Quantitative proteomics is of utmost importance for the understanding of changes in cellular physiology arising from different treatments of the cells, as different proteins, including post translationally modified variants, are directly linked to metabolic fluxes and cellular structure, and therefore ultimately determine the physiology. There are a number of different quantitative proteomic methods available, with two major types of protein separation, namely two dimensional gel electrophoresis (2-DE) and multidimensional liquid chromatography (multidimensional protein identification, MudPIT), often called nLC-MS/MS. For identification of proteins both methods depend on mass spectrometry in combination with database searches. For 2-DE one of the currently most popular methods is 2-D difference gel electrophoresis (2-D DIGE), where proteins from different samples are labelled with different fluorescent probes, enabling quantification of proteins from different samples in the same gel 
. In MudPIT the most common in vitro labelling method is by isobaric mass tags, such as iTRAQ® or TMT®, that are applied after enzyme digestion of the protein samples to covalently label the peptides of different samples 
. The isobaric mass tags have different isotopic substitutions that, as the tags are cleaved off the peptides in the MS/MS mode, result in reporter ions of different weight, thus enabling quantification of proteins from different samples.

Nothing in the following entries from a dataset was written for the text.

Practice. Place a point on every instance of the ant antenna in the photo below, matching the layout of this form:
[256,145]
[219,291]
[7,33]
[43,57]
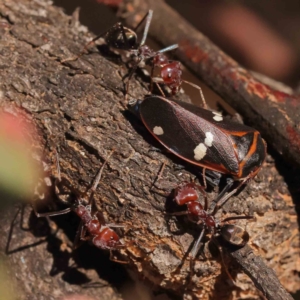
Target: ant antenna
[147,25]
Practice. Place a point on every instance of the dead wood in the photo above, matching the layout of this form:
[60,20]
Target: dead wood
[78,108]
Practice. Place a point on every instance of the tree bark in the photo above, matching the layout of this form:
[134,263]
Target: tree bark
[78,108]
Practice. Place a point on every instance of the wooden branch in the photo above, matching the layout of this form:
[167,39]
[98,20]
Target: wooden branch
[273,112]
[78,110]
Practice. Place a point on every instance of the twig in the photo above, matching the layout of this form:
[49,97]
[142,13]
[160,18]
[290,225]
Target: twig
[273,112]
[262,276]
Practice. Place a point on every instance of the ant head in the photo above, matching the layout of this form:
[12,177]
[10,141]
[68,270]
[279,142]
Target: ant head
[234,235]
[121,37]
[107,239]
[186,192]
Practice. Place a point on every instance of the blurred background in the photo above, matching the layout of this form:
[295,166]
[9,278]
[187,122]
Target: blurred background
[261,35]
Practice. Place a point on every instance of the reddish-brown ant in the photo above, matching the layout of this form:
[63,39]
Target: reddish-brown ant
[101,234]
[171,75]
[120,37]
[188,194]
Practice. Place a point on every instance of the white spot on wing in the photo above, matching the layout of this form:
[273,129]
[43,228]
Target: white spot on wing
[217,116]
[157,130]
[209,139]
[200,151]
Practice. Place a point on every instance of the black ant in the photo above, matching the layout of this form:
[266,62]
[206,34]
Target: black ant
[101,234]
[123,38]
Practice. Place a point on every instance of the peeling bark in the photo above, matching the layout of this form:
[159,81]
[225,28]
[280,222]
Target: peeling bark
[78,108]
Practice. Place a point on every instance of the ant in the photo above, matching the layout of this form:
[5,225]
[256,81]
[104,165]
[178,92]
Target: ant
[123,38]
[171,76]
[188,194]
[101,234]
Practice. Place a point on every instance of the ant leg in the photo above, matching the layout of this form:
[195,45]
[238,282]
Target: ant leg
[238,218]
[80,236]
[179,213]
[51,214]
[132,71]
[194,252]
[158,80]
[112,225]
[214,206]
[204,178]
[197,245]
[151,80]
[111,257]
[223,261]
[162,168]
[222,200]
[148,18]
[167,49]
[200,91]
[58,178]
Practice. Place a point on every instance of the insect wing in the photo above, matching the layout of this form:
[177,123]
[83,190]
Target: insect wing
[190,132]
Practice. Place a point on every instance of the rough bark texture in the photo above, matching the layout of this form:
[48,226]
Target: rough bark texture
[78,109]
[272,109]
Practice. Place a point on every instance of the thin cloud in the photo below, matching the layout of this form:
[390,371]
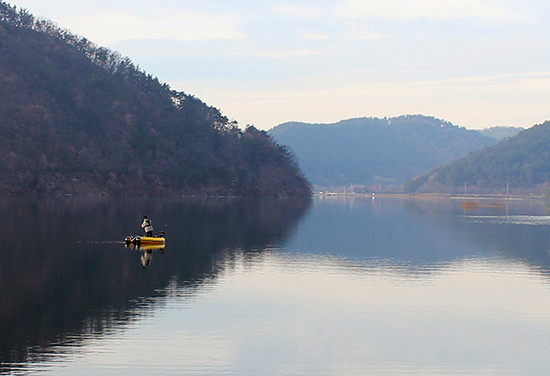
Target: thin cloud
[189,26]
[432,9]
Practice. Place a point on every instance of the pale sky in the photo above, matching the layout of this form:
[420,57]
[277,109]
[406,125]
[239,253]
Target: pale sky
[475,63]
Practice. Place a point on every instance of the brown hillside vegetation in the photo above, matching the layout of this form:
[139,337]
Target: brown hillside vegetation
[76,118]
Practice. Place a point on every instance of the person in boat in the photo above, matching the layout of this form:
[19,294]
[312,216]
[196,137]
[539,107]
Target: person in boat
[147,225]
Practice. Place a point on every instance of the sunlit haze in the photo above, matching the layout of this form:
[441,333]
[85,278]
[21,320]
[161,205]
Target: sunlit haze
[476,63]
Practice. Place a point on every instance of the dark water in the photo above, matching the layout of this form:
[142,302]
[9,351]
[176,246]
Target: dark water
[275,287]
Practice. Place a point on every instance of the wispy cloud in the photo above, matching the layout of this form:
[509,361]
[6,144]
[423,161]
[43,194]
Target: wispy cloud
[435,9]
[112,28]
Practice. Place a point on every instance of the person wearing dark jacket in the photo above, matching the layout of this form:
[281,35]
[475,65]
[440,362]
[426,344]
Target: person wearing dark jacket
[147,225]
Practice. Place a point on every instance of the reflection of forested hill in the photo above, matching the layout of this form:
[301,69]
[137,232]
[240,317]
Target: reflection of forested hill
[520,163]
[367,150]
[61,279]
[78,118]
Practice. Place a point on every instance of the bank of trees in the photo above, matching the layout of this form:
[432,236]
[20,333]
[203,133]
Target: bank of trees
[518,163]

In this study, we compare the protein expression levels in yeast cells growing anaerobically either in liquid core capsules enclosed by alginate-chitosan membranes or in suspension, using both the 2-D DIGE approach and a MudPIT approach with TMT®. In addition to the overall elucidation of physiological changes in the cells due to encapsulation, the aim was to find possible reasons for the increased tolerance towards lignocellulosic derived inhibitors as well as for the enhanced yield of ethanol and lower glycerol yield of encapsulated yeast 
. We show that encapsulation leads to general down-regulation of proteins involved in growth and protein synthesis, and up-regulation of proteins involved in both specific responses to nutrient limitation, as well as general stress responses. We conclude that the triggering of general stress responses is the underlying mechanism of the improved inhibitor tolerance of encapsulated yeast.